I am definitely not an expert, so this is part comment, part question, and I am certain I don't know the answer.
Leather starts with a complex biological substance- the hide. It is then subjected to a series of processes to preserve it. These are relatively consistent, but definitely vary depending on the tannery, the properties of the hide, and the intended use of the leather. Waxes and oils are then returned to the leather using a wide variety fat liquors, under varying conditions, for varying times. For modern leather making techniques, at least the tanner is likely to know the chemical composition of the treatments used. For more traditional leather making, like shell cordovan, it is not clear that the tanners analyze the compounds they use, so even they may not know exactly what is in the mixtures they use.
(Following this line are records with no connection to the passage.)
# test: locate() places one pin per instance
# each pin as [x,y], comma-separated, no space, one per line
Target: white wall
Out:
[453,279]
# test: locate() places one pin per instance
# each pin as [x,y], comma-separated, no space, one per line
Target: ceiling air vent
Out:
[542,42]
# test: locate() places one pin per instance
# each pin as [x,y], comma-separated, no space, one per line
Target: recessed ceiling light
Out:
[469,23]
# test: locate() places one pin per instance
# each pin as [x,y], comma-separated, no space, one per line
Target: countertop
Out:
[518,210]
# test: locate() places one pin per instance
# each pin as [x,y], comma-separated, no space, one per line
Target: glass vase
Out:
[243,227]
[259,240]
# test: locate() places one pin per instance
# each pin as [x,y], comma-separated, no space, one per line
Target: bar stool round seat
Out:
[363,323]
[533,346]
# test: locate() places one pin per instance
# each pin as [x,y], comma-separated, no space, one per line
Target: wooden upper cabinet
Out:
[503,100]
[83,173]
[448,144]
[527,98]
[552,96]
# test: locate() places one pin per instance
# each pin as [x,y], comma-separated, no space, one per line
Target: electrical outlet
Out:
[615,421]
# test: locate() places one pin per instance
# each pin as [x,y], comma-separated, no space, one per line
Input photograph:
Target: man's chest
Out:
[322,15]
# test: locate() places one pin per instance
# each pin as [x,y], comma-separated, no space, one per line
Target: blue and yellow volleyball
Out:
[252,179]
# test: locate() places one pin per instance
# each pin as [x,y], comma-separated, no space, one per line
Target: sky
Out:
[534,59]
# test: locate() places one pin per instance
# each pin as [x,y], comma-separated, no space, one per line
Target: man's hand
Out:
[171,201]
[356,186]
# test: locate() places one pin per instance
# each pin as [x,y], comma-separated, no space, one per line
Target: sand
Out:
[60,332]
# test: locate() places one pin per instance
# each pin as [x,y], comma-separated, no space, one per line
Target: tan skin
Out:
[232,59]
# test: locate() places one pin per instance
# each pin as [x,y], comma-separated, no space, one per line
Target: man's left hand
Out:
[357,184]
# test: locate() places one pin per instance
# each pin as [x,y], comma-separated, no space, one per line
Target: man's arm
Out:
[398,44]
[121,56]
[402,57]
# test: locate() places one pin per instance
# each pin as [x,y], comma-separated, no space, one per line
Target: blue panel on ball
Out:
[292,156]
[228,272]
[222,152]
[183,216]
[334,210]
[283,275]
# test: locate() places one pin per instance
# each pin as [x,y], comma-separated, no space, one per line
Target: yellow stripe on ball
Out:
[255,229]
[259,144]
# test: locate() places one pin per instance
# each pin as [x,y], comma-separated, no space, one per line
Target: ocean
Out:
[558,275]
Not that they would tell you if they did.
For after market treating leather, one would expect that the ideal substance to treat the leather might be designed to return to it whatever oils and waxes may have left the item over time. But this would depend not only on how it was made, but how it was treated once put into service.
Of course, it is also possible that the ideal restorative might not be the same material that was in the leather originally. Then the ideal substance would depend on all of the above, plus how the leather is to be used.
The consumer has nearly no chance of knowing any of this. Even the "how it was treated" part really means "what substances left the leather due to its treatment". Knowing this would require chemical extraction of the new and the use leather to figure out what had changed.
Given this, it seems unlikely that there possibly could be one compound that ideally restored leather, no matter what hide, how tanned, how fat liquored and how used.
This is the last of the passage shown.